Sunday, January 3, 2010

Phonics for High Schoolers

Recently, I received a query from some high school teachers at a charter school. They had been using Read 180 with their "remedial readers" and were generally happy with it, except for the really low kids--high school students reading below the third grade level and they wanted to know if there were better choices for those kids.

I don't have a lot of experience with high school phonics, but what do you do if a student is 7-9 years behind in their reading skills. Ignoring the decoding problems does not make much sense, but what works?

So, when confronted with a question that I know not the answer of, I went to some one with greater expertise on that issue, in this case, Don Deshler of the University of Kansas. To my surprise, he punted, too.

But soon he got back with an answer from the members of his team who deal the most with those kinds of readers. Their response was that overall, the best choice for that situation is Wilson Reading or something like it (they've had "outstanding results with the kinds of kids you are describing").

However, Don pointed out that to be successful it has to be taught 1 on 1 or in very small groups, for about two years.

They also indicated good results with Corrective Reading (SRA), which can be delivered to larger groups, and which is easier to learn and faster to implement than Wilson.

My question is, how many high schools are willing to provide multiple years of remedial instruction, even to moderate sized groups? And how much progress are these kids likely to make? I could imagine a wildly successful program moving kids two years for 1 year instruction, and if you maintained that over a two-year period you would have moved these students to a... fifth grade reading level... Ethically, that is exactly what we should be doing, but tactically, it is a losing proposition for the school (too few kids getting too many resources to make gains that aren't sufficient for needs).

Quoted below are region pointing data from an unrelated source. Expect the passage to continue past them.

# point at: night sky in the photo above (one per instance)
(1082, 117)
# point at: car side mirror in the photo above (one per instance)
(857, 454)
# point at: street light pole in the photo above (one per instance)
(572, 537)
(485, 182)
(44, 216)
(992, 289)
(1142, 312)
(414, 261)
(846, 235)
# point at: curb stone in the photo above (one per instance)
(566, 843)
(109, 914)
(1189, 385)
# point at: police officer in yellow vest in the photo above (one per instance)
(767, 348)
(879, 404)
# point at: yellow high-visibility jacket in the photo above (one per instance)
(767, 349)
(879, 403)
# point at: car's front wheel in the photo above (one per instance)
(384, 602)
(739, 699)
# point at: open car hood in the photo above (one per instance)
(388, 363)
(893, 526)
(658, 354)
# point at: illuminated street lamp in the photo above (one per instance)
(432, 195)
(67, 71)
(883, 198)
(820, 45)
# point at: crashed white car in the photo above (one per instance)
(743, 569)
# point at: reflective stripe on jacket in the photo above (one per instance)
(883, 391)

The point of this blog entry is two fold: first, there are some high schoolers who are going to need very basic, phonics oriented interventions and there are programs like Wilson and Corrective Reading that make sense for such populations; second, the odds against that delivering the outcomes we need are virtually insurmountable--we simply cannot allow kids to reach high school that far behind. Much more needs to be done in upper elementary schools and middle schools.

Some other important points: Don stressed the importance of keeping this kind of instruction upbeat and fast-paced (which makes great sense). He also stressed the inadequacy of computer-based approaches with this kind of instruction (which also registers with me). And, I would add, that while the decoding problems are being addressed, a lot of listening comprehension and vocabulary work needs to be done (so these students don't stagnate intellectually).

1 comment:

Marilyn Jager Adams said...

Hi Tim –

I'm not usually a blogger, but I can't help it. In this post, you've hit on what I see as one of our toughest and most important challenges.

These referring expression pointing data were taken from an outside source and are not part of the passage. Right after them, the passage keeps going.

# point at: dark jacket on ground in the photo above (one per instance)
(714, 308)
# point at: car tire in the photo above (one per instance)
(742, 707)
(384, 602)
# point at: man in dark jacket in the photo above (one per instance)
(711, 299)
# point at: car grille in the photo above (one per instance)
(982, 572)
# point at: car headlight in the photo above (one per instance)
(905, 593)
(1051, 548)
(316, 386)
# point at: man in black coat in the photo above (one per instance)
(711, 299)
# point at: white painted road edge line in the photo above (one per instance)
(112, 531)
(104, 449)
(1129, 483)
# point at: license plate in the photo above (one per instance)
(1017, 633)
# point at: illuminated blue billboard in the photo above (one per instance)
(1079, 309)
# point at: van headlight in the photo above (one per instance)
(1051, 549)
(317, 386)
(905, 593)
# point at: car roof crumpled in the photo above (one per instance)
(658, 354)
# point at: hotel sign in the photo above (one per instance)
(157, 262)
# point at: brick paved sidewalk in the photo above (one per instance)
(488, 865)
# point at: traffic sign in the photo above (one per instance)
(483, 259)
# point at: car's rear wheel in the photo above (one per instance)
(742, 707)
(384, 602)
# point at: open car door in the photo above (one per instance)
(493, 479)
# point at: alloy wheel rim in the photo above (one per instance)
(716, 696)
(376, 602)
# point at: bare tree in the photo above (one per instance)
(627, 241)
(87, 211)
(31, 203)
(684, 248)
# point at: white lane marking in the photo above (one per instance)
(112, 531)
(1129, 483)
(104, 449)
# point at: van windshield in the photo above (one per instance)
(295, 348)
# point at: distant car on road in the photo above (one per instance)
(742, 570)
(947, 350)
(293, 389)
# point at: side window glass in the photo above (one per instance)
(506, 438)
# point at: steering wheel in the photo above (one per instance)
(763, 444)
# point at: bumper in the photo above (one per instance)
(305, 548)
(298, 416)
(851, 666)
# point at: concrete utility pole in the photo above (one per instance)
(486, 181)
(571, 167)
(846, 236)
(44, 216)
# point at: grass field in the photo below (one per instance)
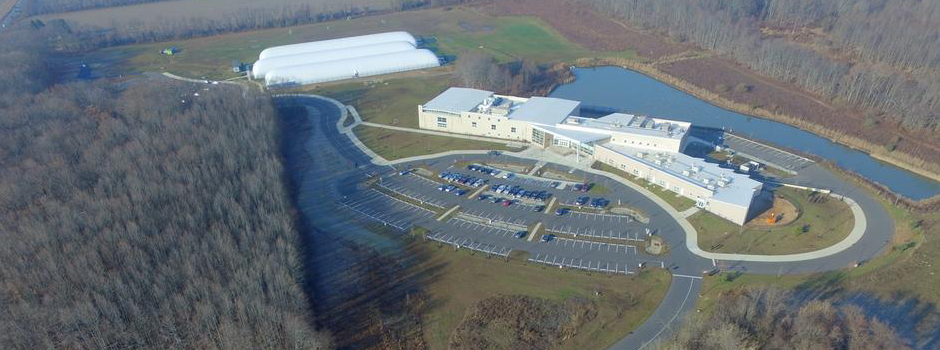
(210, 9)
(394, 144)
(394, 102)
(451, 32)
(623, 302)
(826, 222)
(675, 200)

Yes! Adolescents who struggle with basics need lots of help, and they need it urgently. Yes! It must be help that is age-appropriate in pace, design, and "attitude." And yes! One-on-one instruction is especially important for such students since each of them tends to be missing or confused about something different. On top of a good scope and sequence, these students need an instructor who is sensitive to signs of hesitation or confusion and, equally, to those of secure performance -- these kids have neither time nor patience to dwell on what they've already got down. Finally, yes! Wouldn't it be great if elementary instruction were so infallible that no student, ever again, would find her or himself in this predicament? Unfortunately, that is not likely. Strive as we must to reduce such need, we are unlikely ever to eliminate it.

So, no! Don't dismiss the potential of software so fast!

As you know, I'm an author on Scholastic's System 44. System 44 is especially designed as a "prequel" to Read 180 for just those kids whom you're talking about. It is designed to boost decoding together with spelling, usage, and vocabulary. Based on pre-test results, System 44 (conservatively) places kids where they need to start working. Then, towards optimizing the pace and maximizing the help, the software continually monitors the students' speed and accuracy so as to dig deeper or move on in deference to their individual needs.

As you point out, we know what these kids need in theory; we are obligated to help them in principle; but our schools lack the human capacity to give them the individual time and attention that is required to keep them on task and on track.

Really, Tim, this is a textbook case for good software. If the software of yesteryear didn't do the job for these kids, then the challenge is to develop designs that are new and better.